Saturday, September 5, 2015
20 Must Have Skills for Information Security Professionals
Here are 20 most important skills Information Security Professionals should have according to O*NetOnline.org:
Critical Thinking — Using logic and reasoning to identify the strengths and weaknesses of alternative solutions, conclusions or approaches to problems.
Reading Comprehension — Understanding written sentences and paragraphs in work related documents.
Complex Problem Solving — Identifying complex problems and reviewing related information to develop and evaluate options and implement solutions.
Speaking — Talking to others to convey information effectively.
Active Listening — Giving full attention to what other people are saying, taking time to understand the points being made, asking questions as appropriate, and not interrupting at inappropriate times.
Writing — Communicating effectively in writing as appropriate for the needs of the audience.
Judgment and Decision Making — Considering the relative costs and benefits of potential actions to choose the most appropriate one.
Time Management — Managing one's own time and the time of others.
Active Learning — Understanding the implications of new information for both current and future problem-solving and decision-making.
Monitoring — Monitoring/Assessing performance of yourself, other individuals, or organizations to make improvements or take corrective action.
Systems Analysis — Determining how a system should work and how changes in conditions, operations, and the environment will affect outcomes.

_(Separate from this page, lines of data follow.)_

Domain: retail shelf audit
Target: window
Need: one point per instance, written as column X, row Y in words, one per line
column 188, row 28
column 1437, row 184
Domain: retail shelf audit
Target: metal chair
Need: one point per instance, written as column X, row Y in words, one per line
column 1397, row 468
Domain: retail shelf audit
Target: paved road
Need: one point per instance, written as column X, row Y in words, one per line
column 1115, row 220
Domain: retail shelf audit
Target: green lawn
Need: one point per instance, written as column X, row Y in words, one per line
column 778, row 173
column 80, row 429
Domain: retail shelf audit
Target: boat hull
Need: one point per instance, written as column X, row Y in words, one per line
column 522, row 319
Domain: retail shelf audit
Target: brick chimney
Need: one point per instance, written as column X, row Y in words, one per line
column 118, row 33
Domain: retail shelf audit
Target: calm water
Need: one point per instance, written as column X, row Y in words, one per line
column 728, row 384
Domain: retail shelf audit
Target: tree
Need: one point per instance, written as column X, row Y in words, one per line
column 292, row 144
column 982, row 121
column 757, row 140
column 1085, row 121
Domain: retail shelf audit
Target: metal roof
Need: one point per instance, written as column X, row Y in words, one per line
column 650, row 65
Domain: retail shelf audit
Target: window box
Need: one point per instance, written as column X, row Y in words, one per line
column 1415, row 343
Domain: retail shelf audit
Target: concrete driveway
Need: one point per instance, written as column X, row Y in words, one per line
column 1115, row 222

Management of Personnel Resources — Motivating, developing, and directing people as they work, identifying the best people for the job.
Systems Evaluation — Identifying measures or indicators of system performance and the actions needed to improve or correct performance, relative to the goals of the system.
Coordination — Adjusting actions in relation to others' actions.
Instructing — Teaching others how to do something.
Negotiation — Bringing others together and trying to reconcile differences.
Operation Monitoring — Watching gauges, dials, or other indicators to make sure a machine is working properly.
Quality Control Analysis — Conducting tests and inspections of products, services, or processes to evaluate quality or performance.
Service Orientation — Actively looking for ways to help people.
Social Perceptiveness — Being aware of others' reactions and understanding why they react as they do.